JH: So many people for years have been saying, “When are you coming back?”

And I didn’t think I would come back and do another show, frankly. I loved what I was doing with the first show; I had an original run for 8 years, then syndication all these years later. But it felt right to come back.  Because I do believe that people want and are looking for life lessons. That’s what I love doing.

I don’t care whether I’m in a small town in Mississippi or a street corner in NYC; invariably, people come up and will say to me, “I saw this show, and let me tell you what it meant for me.”

TG: Tell us why you took on the Philando Castile case and what your firm is suing for.

JH: I hope this case will be a landmark decision. We’re going to be asking for damages for his wrongful death, but we’re also going to be very clear about the court granting injunctive relief. We want to see some changes in policy and practices.  

It is no secret that between 2002 and the time of his death, this man was stopped by police 52 times. The majority of those cases were later dismissed because there was no basis for the stops.

Valerie Castile, left, mother of Philando Castile, and Judge Glenda Hatchett, take questions at a press conference on July 12, 2016 in St. Paul, Minnesota. Hatchett, former Chief Judge of the Juvenile Court of Fulton County in Atlanta, Georgia, is representing the family. (Photo by Stephen Maturen/Getty Images)
Valerie Castile, left, mother of Philando Castile, and Judge Glenda Hatchett, take questions at a press conference on July 12, 2016, in St. Paul, Minnesota. Hatchett, former Chief Judge of the Juvenile Court of Fulton County in Atlanta, Georgia, is representing the family. (Photo by Stephen Maturen/Getty Images)

If that’s not profiling, I don’t know what is. I don’t know how one human being can be stopped more than 50 times. This is a community with a small percentage of African-American citizens, but the vastly disproportionate number of people stopped are African-American, which is a classic case of profiling.  

I have to remind people that [Philando Castile] was licensed to carry a weapon, which he said. He had a valid permit.  

You have a man who worked at the same place for 13 years, was not a felon, not combative, had no record with the police, and he is in his seatbelt — and he ends up dead when he was complying by grabbing his license and registration.

If we can’t get this case right, what will we ever get right?

TG: We’ve watched some heated moments on TV where you look like you’re about to come off the bench. Do you really get emotional when you’re dealing with people in your courtroom?

JH: I do. Some of the stuff we have to edit out. I remember one time, Tom had to come and stand between me and usher me back to my chambers. There was an episode (and I remember distinctly) I said to a girl, “You better be glad I’m not your momma.” And she said, “But you ain’t my momma.” And I stood up ready to come down off the bench!

In my own courtroom in Atlanta, a woman got her purse and started walking out the door. She said regarding her teenaged son, “Honey you can have him, I can’t do nothing with him.”

And I said, “What are you doing? If you don’t come and sit back down.”

Judge Hatchett keeps it real as she delivers a decision on her new show "The Verdict with Judge Hatchett" (Entertainment Studios, Inc.)
Judge Hatchett keeps it real as she delivers a decision on her new show “The Verdict with Judge Hatchett” (Entertainment Studios, Inc.)

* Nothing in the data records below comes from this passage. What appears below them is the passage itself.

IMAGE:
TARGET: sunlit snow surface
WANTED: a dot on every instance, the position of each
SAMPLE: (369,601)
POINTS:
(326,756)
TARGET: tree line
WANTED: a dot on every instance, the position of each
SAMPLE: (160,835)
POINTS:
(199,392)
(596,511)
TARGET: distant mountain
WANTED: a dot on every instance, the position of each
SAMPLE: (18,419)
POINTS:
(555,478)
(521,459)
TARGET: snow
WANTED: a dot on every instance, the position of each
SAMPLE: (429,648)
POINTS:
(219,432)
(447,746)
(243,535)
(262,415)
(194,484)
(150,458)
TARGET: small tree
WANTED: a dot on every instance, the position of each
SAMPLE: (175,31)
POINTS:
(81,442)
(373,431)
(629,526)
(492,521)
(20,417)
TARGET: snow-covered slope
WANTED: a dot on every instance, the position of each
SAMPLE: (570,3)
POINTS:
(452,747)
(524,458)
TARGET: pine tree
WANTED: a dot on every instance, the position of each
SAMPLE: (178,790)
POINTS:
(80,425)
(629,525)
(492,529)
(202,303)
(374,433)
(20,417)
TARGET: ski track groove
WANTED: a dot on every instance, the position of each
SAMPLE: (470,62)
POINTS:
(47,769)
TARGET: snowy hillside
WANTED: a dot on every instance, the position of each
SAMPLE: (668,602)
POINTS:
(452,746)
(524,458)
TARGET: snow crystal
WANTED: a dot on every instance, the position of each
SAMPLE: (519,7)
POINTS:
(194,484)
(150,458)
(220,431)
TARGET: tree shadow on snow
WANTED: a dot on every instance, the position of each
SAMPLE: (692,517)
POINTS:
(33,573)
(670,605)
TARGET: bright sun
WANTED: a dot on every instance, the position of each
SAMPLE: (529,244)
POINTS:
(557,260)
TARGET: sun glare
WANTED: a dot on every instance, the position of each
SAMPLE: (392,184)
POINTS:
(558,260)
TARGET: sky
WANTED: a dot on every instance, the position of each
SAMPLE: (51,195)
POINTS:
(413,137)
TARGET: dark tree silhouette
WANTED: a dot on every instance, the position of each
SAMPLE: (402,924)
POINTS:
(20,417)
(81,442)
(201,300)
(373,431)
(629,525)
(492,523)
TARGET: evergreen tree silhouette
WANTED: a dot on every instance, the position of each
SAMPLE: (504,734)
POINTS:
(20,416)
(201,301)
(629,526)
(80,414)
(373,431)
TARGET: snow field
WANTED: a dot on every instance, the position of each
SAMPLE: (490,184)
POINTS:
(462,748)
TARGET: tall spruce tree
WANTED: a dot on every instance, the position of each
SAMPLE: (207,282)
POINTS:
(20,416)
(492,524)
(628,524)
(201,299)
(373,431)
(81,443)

“Because when he was 15 months old, you didn’t tell him no. When he was 5 and cursing, you thought it was cute. When he was talking back to you at 7 or 8 you didn’t say anything. And now he’s totally out of control at 15 and you’re telling me you can’t do nothing??” 

I tell parents all the time if you don’t set the rules, a judge like me is going to set the limits. And you’re not going to like us much.


Editor’s Note: Entertainment Studios’ daily courtroom series The Verdict With Judge Hatchett has launched this week in 85 percent of U.S. syndication markets and on ES’s cable network JusticeCentral.TV.

Entertainment Studios, Inc., (www.es.tv) is the parent company of theGrio.